Continuing the discussion from What eurofantasy is about:
@chiquitafajita asked about what collaborative creation might look like in the OSR, so I’ll share my personal experiences.
I’ve incorporated collaboration at my table because of my players. If I were to map them to AngryGM’s model of why people play TTRPGs, they’d fall under the Submissive / Expression categories. This means in practice they love making stuff up, and (I love them but) they never read anything I give them.

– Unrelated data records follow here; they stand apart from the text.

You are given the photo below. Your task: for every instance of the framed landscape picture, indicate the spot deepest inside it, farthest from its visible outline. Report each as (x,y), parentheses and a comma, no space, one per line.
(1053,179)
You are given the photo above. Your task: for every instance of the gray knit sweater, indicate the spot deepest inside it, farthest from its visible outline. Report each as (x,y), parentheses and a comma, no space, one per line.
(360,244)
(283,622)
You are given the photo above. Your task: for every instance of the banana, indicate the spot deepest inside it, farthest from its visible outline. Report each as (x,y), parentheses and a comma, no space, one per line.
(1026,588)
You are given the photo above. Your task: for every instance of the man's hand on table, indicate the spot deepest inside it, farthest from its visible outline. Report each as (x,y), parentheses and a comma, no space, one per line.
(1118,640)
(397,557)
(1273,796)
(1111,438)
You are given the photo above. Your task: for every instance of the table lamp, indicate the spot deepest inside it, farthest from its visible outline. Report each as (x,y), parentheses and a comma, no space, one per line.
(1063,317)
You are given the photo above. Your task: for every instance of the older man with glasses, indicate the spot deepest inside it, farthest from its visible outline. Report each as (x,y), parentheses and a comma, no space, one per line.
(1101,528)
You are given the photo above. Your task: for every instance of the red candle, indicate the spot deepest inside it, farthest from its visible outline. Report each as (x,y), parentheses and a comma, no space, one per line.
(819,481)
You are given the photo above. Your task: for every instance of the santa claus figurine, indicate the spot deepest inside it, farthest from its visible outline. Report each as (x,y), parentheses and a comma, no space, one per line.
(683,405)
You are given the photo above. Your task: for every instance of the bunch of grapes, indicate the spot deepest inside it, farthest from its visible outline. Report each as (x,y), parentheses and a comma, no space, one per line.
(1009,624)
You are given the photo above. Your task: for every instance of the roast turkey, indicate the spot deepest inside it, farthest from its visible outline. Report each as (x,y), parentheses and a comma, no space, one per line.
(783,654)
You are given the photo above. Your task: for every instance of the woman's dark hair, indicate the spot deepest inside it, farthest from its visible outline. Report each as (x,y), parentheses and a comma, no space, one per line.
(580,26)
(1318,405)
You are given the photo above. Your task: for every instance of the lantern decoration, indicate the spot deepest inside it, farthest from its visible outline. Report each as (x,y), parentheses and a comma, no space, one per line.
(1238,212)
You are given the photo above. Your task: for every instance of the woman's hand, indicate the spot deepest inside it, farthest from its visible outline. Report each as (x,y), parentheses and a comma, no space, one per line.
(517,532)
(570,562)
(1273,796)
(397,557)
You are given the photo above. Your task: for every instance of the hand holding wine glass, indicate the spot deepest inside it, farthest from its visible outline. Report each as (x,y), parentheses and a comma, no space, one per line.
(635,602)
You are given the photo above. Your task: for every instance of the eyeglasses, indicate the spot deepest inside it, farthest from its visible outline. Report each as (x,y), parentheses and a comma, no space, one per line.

I knew that player engagement with didactic chunks of GM-created lore would be low, so I took collaborative setting creation guidelines from Perilous Wilds (a Dungeon World supplement) and we each made a continent and a race for the pirate wave-crawl sandbox I’m running. After that, I went back, did up rules for each race, made some classes, and populated the map with modules as befit the tone players went for. (Eg, one continent was a Mushroom Forest, so I dug up some fungus adventures and placed them there in the hexcrawl).
I’ve also taken a mechanic I first saw in Macchiato Monsters (but I’m sure originated elsewhere). Players get advantage to a roll ONCE per session provided they give details about an NPC, setting or experience from their past. The idea was that players would give me hooks that they create, and in between sessions I could reincorporate these individuals and locations.
It’s been working great for some of my players. One of them is very, very enthusiastic about the culture of the race of mole-men he came up with, and a rival he mentioned a few sessions ago has popped up again as head of a rival exploration expedition.
The distinction between this and Storygame collaboration is that players don’t impact the fiction in the moment but collaborate on wider setting details or provide their own hooks that get reincorporated. I’ve also been very influenced by John Harper’s post on Crossing the Line, which is a re-articulation of the Czege Principle (I think). That is, it’s unsatisfying when players are asked to author both their own adversity and its resolution. Besides setting creation, player collaboration is limited to past experiences their PCs would have taken part in.